In: Statistics and Probability
Statistical significance is found in a study, but the effect in reality is very small (i.e., there was a very minor difference in attitude between men and women). Were the results meaningful? An independent samples t test was conducted to determine whether differences exist between men and women on cultural competency scores. The samples consisted of 663 women and 650 men taken from a convenience sample of public, private, and non-profit organizations. Each participant was administered an instrument that measured his or her current levels of cultural competency. The cultural competency score ranges from 0 to 10, with higher scores indicating higher levels of cultural competency. The descriptive statistics indicate women have higher levels of cultural competency (M = 9.2, SD = 3.2) than men (M = 8.9, SD = 2.1).
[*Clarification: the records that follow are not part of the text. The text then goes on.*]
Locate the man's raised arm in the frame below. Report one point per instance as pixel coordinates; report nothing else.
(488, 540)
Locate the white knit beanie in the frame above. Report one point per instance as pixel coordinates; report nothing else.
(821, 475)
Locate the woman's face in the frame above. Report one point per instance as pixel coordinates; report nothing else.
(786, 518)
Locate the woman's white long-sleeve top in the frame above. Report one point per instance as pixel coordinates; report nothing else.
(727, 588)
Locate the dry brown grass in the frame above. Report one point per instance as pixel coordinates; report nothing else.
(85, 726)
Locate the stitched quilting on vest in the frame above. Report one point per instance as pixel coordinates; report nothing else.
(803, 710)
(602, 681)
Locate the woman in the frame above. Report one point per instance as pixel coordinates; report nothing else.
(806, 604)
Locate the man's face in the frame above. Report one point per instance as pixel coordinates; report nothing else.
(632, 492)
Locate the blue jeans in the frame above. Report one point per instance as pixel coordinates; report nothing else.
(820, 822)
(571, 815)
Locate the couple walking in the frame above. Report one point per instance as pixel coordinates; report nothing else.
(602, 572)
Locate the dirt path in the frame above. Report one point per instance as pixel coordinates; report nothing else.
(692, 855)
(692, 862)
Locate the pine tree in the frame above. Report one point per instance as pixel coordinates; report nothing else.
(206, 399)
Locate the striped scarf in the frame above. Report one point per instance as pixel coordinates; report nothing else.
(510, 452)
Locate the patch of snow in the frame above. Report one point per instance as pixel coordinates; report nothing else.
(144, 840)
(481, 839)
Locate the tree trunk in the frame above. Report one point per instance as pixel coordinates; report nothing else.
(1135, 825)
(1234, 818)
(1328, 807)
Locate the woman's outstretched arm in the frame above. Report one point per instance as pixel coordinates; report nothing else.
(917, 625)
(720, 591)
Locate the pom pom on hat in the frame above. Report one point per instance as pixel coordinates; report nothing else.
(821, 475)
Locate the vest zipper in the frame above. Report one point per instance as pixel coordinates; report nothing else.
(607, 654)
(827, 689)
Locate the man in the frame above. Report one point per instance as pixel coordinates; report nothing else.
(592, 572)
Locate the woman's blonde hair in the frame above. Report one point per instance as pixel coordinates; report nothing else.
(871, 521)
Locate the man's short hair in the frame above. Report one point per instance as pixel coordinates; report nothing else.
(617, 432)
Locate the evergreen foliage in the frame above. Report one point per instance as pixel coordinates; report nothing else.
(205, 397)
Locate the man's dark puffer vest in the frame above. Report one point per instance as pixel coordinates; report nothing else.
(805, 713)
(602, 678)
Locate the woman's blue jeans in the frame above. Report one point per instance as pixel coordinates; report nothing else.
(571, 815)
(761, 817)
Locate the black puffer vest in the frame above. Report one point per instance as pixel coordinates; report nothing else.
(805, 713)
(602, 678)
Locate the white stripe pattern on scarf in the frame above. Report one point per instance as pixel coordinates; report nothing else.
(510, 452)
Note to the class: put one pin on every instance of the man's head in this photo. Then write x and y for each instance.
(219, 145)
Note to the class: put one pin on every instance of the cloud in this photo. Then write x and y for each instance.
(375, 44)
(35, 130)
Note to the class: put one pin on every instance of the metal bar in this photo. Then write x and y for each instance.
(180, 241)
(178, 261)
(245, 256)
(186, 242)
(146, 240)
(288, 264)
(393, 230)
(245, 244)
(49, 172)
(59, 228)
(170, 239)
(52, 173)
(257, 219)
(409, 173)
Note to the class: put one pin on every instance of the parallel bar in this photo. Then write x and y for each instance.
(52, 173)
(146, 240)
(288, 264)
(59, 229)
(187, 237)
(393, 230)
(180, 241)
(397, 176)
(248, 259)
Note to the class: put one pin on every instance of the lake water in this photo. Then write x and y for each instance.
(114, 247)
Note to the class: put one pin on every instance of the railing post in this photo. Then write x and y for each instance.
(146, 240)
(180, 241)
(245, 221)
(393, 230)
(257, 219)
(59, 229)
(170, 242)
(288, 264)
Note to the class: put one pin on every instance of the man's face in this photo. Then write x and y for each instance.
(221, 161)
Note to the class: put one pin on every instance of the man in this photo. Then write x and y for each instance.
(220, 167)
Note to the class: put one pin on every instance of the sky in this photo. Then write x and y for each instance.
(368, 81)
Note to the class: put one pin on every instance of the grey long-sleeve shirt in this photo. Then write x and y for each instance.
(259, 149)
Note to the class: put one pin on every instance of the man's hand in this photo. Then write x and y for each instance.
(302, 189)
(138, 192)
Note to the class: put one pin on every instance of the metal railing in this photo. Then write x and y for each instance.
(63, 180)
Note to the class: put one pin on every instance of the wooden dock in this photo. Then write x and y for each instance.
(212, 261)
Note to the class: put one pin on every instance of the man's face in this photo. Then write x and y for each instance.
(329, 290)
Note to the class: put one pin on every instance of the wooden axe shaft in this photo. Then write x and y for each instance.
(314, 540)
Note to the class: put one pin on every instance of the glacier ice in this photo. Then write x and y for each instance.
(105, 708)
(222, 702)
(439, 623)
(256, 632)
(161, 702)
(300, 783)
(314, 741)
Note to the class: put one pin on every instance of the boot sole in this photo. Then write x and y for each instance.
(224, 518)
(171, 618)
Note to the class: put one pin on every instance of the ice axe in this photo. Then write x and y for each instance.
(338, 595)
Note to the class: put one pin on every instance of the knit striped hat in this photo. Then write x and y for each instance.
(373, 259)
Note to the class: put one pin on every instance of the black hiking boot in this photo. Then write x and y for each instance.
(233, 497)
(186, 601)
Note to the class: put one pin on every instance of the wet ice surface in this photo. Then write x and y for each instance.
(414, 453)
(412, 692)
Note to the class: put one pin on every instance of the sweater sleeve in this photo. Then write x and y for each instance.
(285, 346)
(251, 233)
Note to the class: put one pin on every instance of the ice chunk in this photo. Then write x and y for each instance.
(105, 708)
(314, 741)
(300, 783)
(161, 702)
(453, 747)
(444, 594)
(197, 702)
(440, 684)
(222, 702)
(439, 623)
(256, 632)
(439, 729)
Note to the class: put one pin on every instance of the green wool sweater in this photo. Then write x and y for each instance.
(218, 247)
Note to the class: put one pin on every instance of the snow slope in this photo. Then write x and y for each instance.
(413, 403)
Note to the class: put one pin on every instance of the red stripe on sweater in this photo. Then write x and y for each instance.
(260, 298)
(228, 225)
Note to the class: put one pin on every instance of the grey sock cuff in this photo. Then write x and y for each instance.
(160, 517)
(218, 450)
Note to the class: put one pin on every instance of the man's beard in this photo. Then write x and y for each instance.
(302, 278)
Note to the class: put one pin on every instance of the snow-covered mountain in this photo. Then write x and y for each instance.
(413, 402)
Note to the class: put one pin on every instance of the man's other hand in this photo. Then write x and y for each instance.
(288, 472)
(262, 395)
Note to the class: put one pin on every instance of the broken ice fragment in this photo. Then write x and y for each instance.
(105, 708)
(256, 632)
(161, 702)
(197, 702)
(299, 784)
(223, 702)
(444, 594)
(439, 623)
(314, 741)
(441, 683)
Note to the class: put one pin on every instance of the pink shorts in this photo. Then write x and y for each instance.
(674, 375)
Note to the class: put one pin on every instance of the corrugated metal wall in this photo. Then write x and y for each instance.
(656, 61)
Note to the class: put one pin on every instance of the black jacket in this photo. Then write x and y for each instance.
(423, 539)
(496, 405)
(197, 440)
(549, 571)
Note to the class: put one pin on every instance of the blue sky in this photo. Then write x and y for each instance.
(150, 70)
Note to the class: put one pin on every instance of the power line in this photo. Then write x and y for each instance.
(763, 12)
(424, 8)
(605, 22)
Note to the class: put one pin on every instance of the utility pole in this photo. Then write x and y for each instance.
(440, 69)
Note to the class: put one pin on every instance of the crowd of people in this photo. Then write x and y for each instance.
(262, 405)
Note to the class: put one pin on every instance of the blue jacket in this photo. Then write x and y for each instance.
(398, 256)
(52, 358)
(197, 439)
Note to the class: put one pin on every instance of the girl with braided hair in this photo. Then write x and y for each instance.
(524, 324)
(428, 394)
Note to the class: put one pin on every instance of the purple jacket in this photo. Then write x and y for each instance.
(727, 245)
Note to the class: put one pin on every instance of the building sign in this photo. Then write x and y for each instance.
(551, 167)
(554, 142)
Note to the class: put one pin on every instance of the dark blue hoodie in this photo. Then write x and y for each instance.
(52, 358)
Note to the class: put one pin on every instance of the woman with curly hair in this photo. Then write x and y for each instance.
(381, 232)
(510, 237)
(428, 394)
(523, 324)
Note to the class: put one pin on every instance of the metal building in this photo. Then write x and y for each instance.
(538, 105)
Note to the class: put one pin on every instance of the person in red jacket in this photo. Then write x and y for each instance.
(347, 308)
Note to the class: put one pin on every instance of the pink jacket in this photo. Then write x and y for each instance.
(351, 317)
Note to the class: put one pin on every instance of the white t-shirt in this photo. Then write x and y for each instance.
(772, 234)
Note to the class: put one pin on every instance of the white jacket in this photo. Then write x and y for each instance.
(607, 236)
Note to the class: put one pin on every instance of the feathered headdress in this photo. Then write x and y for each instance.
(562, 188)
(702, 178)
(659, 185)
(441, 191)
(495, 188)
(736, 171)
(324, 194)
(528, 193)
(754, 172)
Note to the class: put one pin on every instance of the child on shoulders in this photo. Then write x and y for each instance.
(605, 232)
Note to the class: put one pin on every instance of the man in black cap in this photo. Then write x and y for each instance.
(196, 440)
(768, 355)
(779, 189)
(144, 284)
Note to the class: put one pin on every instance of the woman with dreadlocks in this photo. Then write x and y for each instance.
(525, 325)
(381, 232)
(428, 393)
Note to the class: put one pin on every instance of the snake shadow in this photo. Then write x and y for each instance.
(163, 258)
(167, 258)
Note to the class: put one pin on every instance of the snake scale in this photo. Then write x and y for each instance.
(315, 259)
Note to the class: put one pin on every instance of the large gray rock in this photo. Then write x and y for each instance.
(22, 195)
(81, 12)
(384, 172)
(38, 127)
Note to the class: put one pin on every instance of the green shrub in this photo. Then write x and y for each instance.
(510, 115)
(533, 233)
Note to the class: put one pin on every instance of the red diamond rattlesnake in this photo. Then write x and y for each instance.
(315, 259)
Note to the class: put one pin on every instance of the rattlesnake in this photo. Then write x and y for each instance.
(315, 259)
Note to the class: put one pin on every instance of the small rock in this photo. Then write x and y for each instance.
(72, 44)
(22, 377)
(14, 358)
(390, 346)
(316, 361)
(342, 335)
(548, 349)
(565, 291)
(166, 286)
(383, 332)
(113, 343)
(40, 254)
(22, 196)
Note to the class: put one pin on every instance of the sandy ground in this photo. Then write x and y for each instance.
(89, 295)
The results were significant t (1311) = 2.0, p <.05, indicating that women are more culturally competent than are men. These results tell us that gender-specific interventions targeted toward men may assist in bolstering cultural competency. Critically evaluate the scenarios you selected based upon the following points: Critically evaluate the sample size. Critically evaluate the statements for meaningfulness. Critically evaluate the statements for statistical significance.
Sample Sizes
Sample sizes used were 663 for women and 650 for men. The data was collected from three points that is public, private and non-profit organizations. Though the sample seems good enough, the entire population figure is not provided. Another problem is that sample sizes from the three locations were not disclosed which probably means that the samples were all added up and used in the analysis. Sample sizes from each location should be carefully determined based on the population of each location. Convenience sampling is error bound, the samples shouldn’t be summed up and used in the analysis. Each location should be examined separately. This is to allow for examination of the error and comparison of results. What the researchers have done in this study regarding the samples and their sizes is not statistically sound and that will affect the findings.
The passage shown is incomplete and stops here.